An economic study of the Physician Group Practice Demonstration (a model for the Accountable Care Organization concept) conducted by the Centers for Medicare & Medicaid Services showed that a 5-year timeframe required a minimum break-even margin of 13 percent to offset the average initial investment of $1.7 million necessary for participation. None of the participating groups broke even; less than half qualified for any incentive payments.
Over the past few years, our small group (three orthopaedic surgeons and two physician assistants) has spent more than $120,000 on EMRs and claims submission. We are unlikely to recover those costs, and the expense has not improved our bottom line. Those of us practicing in specialty areas such as spine, adult reconstructive surgery, and trauma—which are more resource- and workload-intensive—require more staff and supplies to provide quality orthopaedic service than the primary care community will ever realize. All stakeholders must recognize that the provision of quality orthopaedic care is a business far larger than the individual provider who receives the reimbursement.
Knowledge is power
This is the second lesson. Community orthopaedic practices are like individual rafts on a storm-tossed sea when they should resemble a modern steel-hulled fast frigate, turning into the threat and aggressively defending the value of orthopaedic professional services. But without information about the fair market value for those services, a practice may settle for an unsustainable contract.
We learned this from a recently hired senior billing supervisor who identified the differences in rates between our contracts and those for other orthopaedic groups in the area. Yet, if I had discussed this issue with a colleague, we could be accused of ‘engaging in uncompetitive activity.’ To survive as an independent profession, orthopaedists must have the opportunity to negotiate based on market knowledge of the value of our professional services.
Identifying the problem
“If you think things are going well, you don’t understand the problem.” Physicians are not experts in assessing business efficiency. Because our patients place absolute trust in us, and we in them, we are entirely too quick to assume that those who work around us exercise that same level of trust. The physicians in my practice trusted staff and focused on medicine, even as the practice began to crumble around us.
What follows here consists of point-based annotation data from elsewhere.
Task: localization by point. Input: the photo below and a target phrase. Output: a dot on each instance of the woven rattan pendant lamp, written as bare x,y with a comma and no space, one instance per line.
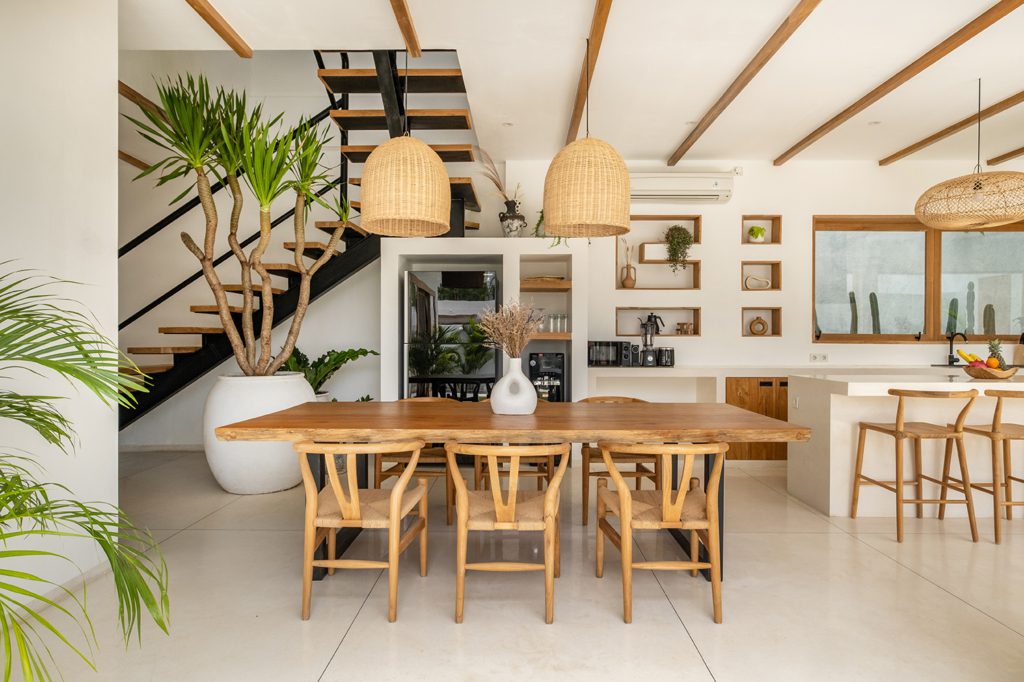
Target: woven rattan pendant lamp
587,188
404,190
976,201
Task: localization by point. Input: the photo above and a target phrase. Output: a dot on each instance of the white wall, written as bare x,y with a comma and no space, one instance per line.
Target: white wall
58,183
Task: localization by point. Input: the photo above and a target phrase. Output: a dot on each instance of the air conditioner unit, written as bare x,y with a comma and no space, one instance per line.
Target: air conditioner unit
683,187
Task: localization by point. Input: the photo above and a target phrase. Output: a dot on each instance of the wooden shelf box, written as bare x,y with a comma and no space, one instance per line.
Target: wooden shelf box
765,269
628,325
773,316
771,223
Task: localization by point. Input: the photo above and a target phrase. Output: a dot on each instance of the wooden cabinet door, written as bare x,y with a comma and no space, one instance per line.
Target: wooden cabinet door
764,395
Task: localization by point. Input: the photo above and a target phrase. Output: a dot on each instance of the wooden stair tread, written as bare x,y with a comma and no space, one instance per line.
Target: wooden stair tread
214,309
449,153
190,330
146,369
462,187
419,119
340,81
161,350
318,247
237,289
331,225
To identify practice-threatening business problems, have frequent audits conducted by professionals outside the practice.
By regularly and thoroughly ‘deconstructing’ the practice, looking at a small segment at a time, you will be able to find signs of malfunction well before they develop into a catastrophic failure. This is the business practice of continuous quality improvement.
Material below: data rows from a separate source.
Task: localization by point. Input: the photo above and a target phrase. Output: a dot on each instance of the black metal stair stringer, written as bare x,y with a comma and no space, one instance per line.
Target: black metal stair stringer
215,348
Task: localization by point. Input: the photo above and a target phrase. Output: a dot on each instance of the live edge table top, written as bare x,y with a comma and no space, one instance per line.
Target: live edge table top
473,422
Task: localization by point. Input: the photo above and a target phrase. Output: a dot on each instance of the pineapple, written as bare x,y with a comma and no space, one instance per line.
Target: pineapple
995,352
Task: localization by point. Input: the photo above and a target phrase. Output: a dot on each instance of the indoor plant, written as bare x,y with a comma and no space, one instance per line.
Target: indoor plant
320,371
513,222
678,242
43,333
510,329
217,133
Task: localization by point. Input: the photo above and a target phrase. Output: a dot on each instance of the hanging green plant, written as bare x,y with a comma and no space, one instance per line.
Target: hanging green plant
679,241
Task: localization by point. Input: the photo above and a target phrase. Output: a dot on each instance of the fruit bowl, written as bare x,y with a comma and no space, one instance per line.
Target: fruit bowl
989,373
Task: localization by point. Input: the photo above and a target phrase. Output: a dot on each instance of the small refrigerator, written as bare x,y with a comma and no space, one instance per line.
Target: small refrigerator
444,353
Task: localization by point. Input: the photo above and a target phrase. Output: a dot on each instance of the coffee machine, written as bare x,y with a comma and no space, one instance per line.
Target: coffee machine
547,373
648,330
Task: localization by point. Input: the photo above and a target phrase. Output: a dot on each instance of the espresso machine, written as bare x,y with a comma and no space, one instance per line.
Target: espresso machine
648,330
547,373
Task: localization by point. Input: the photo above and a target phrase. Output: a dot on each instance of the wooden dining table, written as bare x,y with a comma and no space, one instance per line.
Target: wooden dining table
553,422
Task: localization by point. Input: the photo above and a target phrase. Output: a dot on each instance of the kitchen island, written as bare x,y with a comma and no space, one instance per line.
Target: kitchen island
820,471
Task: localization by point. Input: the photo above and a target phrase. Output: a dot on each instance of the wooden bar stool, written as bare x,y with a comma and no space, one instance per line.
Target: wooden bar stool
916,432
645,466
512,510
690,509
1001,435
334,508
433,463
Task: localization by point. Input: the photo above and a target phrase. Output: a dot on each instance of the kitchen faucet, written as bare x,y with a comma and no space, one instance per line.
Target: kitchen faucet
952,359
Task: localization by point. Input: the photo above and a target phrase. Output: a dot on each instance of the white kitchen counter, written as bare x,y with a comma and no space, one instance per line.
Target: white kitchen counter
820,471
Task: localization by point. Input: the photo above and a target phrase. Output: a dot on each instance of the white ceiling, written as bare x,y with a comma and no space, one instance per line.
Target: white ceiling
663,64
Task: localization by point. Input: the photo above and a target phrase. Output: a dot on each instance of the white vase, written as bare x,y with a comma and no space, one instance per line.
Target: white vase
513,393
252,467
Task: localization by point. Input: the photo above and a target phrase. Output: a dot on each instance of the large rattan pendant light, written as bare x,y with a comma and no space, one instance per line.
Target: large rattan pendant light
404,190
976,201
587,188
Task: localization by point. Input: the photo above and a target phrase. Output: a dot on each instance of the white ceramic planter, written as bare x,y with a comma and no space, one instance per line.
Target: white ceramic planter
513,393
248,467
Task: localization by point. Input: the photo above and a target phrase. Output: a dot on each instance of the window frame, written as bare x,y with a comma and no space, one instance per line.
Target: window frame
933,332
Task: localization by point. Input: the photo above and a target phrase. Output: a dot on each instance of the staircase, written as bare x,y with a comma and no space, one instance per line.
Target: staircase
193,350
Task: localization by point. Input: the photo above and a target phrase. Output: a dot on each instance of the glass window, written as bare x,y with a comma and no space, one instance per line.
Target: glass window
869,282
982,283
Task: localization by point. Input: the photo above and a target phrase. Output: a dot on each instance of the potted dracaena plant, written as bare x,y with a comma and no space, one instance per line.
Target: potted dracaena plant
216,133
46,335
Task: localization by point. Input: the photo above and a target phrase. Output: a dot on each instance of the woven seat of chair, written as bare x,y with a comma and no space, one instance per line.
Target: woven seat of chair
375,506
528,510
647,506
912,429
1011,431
Large groups may be able to benchmark through a regional practice forum, but small groups must develop more efficient methods to communicate and share practice performance data. A recent review of the management of our group’s physician’s assistants uncovered potential compliance issues with new state professional regulatory and tax code requirements. Although practice audit and process investigation processes are costly, ignorance is much more expensive.
Interdependence is essential
It’s not just the failure or inability of ‘older’ surgeons to increase their individual productivity that contributes to failure. We ALL bring value to our practice organizations. As more senior orthopaedic surgeons begin to experience disabilities and limit their surgeries, increasing numbers of physicians are retiring or leaving practice in response to the evolutionary pressures of economic survival. The economic failure and loss of even one highly skilled, thoroughly experienced, quality orthopaedic surgeon from our ranks diminishes us all.
It is time that we act in concert to demand sustainable reimbursement for professional services. We must be able to share economic information. Whether $948.21 for a lumbar decompression surgery (code 63030) is sustainable for your practice is a decision that only you can make, but you must have comparative data upon which to make an intelligent business decision.
We face an increasing potential for economic failure no matter what the size of our practice. Falling margins have weakened our practices, making them more likely to fail. Let us spare no effort in stimulating united advocacy and individual activism on the behalf of an economically sustainable environment for the profession of orthopaedic surgery!